Von Alexandra Leuthner, Poing

Am Anfang waren die Rinder. 1949 wurde der bayerische Rindergesundheitsdienst als Selbsthilfeeinrichtung der bayerischen Landwirtschaft gegründet. Davor gab es bereits Versuche der bayerischen Bauern, gemeinsam gegen Viehkrankheiten und -seuchen vorzugehen, etwa in den 20er Jahren gegen die Schafräude. 1936 wurde dann ein Geflügelgesundheitsdienst gegründet. Doch erst der Rindergesundheitsdienst gilt als Grundstein für den seit Anfang der 70er Jahre in Grub ansässigen Tiergesundheitsdienst Bayern (TGD). Mittlerweile kümmert er sich längst auch um Schweine, Kleintiere, Pferde, Fische und, seit 2015, um Bienen.

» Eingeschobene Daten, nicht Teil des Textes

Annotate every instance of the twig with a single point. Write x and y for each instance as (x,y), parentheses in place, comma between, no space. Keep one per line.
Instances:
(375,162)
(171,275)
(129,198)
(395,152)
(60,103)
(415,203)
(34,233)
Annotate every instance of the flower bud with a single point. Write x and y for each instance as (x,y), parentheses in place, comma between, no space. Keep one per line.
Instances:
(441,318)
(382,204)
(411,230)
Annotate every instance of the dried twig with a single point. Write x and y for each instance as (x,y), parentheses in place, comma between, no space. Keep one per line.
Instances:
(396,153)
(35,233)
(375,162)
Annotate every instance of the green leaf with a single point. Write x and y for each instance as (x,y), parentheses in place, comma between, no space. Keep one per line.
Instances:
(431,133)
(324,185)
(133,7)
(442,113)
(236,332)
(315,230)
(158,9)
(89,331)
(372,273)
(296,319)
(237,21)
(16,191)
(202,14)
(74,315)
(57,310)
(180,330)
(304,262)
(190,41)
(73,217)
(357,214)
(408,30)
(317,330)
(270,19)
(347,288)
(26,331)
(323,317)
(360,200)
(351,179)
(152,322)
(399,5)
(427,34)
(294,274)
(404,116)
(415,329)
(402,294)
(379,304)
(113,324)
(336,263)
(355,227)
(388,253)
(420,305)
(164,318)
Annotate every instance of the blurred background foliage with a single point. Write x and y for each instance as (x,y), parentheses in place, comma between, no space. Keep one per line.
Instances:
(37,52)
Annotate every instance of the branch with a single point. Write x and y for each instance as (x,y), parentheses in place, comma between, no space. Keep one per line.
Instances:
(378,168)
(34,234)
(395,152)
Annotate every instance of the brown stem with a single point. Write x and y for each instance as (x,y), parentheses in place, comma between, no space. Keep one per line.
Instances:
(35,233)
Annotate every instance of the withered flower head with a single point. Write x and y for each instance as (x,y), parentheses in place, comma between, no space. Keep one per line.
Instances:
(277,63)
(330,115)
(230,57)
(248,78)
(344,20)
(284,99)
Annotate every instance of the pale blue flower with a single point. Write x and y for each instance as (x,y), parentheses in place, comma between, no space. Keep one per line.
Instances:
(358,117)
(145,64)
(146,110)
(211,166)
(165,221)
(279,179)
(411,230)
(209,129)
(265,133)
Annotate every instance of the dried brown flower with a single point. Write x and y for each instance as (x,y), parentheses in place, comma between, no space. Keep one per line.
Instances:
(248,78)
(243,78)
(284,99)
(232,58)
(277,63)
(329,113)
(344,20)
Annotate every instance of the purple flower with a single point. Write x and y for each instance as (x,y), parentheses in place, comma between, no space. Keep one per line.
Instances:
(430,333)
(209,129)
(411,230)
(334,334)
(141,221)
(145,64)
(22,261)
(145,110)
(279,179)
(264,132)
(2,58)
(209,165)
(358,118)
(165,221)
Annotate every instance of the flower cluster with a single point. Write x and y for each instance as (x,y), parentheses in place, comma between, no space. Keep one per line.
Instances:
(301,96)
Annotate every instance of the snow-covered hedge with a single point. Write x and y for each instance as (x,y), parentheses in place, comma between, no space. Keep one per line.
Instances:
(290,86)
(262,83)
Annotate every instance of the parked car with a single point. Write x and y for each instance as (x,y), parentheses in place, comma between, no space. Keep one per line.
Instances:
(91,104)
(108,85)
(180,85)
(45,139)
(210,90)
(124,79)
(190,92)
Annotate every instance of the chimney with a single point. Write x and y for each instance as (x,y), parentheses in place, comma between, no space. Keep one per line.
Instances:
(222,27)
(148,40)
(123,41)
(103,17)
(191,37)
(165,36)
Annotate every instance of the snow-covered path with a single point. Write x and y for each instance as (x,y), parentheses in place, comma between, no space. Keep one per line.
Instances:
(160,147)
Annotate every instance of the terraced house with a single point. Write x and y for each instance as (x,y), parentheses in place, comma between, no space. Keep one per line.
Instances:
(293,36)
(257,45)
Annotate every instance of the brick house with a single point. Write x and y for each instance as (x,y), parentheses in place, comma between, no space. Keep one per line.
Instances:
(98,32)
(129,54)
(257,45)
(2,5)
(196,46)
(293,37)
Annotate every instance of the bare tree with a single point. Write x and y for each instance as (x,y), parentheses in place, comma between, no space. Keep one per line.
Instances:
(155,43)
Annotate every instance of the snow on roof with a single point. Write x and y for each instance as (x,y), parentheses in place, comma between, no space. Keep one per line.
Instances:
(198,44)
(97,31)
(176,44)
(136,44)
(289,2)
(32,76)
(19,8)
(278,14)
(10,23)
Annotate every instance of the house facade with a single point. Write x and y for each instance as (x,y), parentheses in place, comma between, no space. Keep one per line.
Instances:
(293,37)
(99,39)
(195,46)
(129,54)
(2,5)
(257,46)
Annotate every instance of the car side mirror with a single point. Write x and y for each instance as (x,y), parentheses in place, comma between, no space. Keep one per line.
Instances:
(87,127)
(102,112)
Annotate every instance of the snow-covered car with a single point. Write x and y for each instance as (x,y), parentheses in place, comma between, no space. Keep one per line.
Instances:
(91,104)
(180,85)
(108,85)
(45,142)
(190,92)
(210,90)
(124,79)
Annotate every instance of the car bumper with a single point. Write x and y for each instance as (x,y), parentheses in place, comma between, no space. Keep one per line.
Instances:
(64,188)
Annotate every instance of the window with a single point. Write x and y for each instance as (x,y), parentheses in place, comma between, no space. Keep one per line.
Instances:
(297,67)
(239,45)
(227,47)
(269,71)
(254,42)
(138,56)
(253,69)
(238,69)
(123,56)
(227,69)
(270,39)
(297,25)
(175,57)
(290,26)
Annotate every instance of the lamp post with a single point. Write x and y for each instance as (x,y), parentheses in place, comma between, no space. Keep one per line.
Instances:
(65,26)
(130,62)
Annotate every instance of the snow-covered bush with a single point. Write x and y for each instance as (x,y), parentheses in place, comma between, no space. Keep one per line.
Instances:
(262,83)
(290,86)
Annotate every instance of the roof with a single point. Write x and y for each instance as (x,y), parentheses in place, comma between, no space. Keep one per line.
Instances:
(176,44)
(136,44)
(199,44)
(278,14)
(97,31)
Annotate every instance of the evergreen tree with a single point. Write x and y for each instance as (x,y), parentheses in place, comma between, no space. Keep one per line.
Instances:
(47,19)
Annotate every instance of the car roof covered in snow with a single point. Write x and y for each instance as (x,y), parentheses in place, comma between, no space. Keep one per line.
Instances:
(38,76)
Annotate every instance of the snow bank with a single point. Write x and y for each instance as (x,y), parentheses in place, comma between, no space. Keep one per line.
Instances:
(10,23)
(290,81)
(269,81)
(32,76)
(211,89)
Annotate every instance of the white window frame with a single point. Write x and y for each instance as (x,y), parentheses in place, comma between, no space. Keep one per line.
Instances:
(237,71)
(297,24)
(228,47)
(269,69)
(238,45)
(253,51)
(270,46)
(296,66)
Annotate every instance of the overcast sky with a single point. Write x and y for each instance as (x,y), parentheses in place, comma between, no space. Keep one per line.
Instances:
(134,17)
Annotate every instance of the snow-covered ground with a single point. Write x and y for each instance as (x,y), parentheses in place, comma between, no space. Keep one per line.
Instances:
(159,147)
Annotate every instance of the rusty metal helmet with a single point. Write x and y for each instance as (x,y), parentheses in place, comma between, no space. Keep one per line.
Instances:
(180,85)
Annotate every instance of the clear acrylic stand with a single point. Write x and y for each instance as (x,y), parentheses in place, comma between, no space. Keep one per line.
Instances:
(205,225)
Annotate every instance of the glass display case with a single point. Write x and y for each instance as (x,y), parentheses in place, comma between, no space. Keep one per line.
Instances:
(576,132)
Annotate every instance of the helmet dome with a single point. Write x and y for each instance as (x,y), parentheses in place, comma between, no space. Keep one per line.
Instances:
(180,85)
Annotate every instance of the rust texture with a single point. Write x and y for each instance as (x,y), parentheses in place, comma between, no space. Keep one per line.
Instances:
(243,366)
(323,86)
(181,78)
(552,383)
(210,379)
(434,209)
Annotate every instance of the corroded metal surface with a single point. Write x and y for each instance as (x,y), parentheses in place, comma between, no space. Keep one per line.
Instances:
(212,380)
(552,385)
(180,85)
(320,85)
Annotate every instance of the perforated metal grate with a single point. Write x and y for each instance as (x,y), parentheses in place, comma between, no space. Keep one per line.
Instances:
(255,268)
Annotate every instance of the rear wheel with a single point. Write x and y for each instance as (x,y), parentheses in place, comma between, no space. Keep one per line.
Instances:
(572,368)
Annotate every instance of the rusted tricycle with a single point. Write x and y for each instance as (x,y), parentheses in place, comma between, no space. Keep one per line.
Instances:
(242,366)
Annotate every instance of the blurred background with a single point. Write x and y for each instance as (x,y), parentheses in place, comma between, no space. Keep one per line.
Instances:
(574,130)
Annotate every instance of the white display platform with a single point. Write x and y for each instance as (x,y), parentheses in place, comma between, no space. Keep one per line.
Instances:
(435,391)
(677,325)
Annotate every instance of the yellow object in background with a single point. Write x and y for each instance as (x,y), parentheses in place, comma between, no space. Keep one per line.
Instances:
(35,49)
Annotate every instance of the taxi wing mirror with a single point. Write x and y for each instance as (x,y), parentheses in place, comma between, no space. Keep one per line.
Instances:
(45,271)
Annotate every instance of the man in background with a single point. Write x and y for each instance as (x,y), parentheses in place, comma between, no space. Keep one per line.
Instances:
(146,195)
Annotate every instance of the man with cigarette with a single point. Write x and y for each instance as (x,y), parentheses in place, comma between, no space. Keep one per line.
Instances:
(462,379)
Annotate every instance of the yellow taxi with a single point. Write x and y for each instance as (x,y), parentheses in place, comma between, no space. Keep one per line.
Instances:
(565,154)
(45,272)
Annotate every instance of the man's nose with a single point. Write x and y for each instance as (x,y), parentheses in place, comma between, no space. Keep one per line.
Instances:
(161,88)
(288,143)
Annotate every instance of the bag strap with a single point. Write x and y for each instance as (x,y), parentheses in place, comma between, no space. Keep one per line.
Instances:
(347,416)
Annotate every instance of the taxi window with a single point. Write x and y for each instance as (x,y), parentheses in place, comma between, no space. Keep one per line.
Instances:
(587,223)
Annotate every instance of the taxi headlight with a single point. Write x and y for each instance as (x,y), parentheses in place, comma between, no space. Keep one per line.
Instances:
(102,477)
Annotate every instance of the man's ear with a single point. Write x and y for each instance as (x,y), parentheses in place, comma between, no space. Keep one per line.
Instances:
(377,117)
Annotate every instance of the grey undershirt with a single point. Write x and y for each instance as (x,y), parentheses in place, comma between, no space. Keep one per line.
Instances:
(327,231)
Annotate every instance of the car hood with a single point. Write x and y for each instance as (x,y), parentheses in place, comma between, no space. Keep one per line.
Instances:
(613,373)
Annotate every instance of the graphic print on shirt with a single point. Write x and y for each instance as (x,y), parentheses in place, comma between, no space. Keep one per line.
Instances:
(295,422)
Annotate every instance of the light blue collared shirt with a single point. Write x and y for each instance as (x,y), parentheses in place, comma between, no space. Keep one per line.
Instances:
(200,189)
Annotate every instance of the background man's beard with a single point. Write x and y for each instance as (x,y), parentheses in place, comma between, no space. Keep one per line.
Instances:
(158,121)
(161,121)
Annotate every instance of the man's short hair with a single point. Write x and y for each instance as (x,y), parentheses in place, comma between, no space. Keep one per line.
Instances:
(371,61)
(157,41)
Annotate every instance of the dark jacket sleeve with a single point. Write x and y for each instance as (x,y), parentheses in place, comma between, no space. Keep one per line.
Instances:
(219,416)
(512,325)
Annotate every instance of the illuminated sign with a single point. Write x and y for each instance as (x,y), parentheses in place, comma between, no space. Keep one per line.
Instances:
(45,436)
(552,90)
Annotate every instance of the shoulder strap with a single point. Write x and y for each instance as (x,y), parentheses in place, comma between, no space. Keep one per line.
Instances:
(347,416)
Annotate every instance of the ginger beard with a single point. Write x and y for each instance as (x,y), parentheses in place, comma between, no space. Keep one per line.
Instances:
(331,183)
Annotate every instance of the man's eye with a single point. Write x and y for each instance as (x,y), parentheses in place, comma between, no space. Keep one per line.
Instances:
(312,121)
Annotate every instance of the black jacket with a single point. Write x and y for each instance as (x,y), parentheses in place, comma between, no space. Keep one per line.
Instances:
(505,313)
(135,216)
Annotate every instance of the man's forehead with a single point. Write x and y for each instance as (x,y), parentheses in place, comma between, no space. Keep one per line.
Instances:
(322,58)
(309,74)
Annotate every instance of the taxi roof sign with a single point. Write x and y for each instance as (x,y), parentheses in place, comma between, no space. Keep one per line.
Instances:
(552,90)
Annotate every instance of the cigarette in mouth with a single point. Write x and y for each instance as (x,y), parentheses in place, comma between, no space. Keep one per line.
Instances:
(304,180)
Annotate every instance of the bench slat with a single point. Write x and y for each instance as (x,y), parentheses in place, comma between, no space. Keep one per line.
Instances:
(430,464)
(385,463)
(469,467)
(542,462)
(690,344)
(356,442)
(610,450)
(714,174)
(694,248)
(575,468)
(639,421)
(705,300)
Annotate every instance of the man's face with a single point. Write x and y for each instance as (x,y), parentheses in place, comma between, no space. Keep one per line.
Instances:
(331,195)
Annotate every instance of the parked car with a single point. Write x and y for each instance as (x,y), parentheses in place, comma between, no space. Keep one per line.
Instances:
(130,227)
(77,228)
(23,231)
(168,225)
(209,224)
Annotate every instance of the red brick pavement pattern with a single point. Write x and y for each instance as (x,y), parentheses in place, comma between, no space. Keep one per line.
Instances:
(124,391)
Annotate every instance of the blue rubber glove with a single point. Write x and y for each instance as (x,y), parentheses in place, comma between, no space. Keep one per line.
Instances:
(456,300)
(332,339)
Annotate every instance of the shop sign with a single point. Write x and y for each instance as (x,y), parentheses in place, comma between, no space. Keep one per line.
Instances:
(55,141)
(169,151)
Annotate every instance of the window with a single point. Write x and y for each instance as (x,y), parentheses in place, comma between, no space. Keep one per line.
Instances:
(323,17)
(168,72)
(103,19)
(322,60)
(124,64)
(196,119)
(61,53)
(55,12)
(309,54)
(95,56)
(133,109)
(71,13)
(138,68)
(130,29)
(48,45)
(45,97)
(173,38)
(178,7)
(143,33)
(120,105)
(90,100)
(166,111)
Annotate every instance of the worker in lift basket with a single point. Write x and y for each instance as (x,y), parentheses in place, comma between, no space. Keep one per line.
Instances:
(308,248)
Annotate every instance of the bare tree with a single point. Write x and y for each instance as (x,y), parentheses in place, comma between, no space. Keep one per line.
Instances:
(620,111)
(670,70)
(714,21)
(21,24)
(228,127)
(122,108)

Und die Anforderungen haben sich seit Oktober 1949, als die BRD erst ein paar Monate alt war, ungemein verändert.

Dass die Tiergesundheit im Hinblick auf die Produktion tierischer Nahrungsmittel aber auch auf das Tierwohl heute eine bemerkenswert andere Rolle spiele als vier Jahre nach dem Zweiten Weltkrieg, konnten die Redner beim Festakt zum 70. Geburtstag der Einrichtung gar nicht genug herausstellen. Stichworte sind etwa prophylaktische Antibiotikabehandlung wegen zu enger Stallhaltung, das Töten von männlichen Küken oder die Kastration von Ferkeln ohne Betäubung. Die mangelnde gesellschaftliche Akzeptanz der landwirtschaftlichen Tierhaltung lasse die Bauern heute manchmal "erschaudern", sagte die bayerische Landwirtschaftsministerin Michaela Kaniber (CSU) vor etwa 50 geladenen Gästen. All zu oft werde fachlich nur schwer nachvollziehbare Kritik geübt, an langjährig bewährten Produktionsverfahren etwa, die man gerade eben noch für richtig gehalten habe. Es könne nicht sein, so die Ministerin, "dass wir von unseren Landwirten verlangen, dass sie alle zwei bis fünf Jahre neue Ideen umsetzen". Das halte der wirtschaftlich gesündeste Betrieb nicht aus. Und doch müsse die Frage, wie die Landwirtschaft der Zukunft aussehe, in gesellschaftlichem Konsens gelöst werden, basierend auf wissenschaftlichen Untersuchungen und so, dass sie wirtschaftlich für die Landwirte tragfähig sei - wozu der Tiergesundheitsdienst in Grub seit Jahrzehnten seinen Beitrag leiste.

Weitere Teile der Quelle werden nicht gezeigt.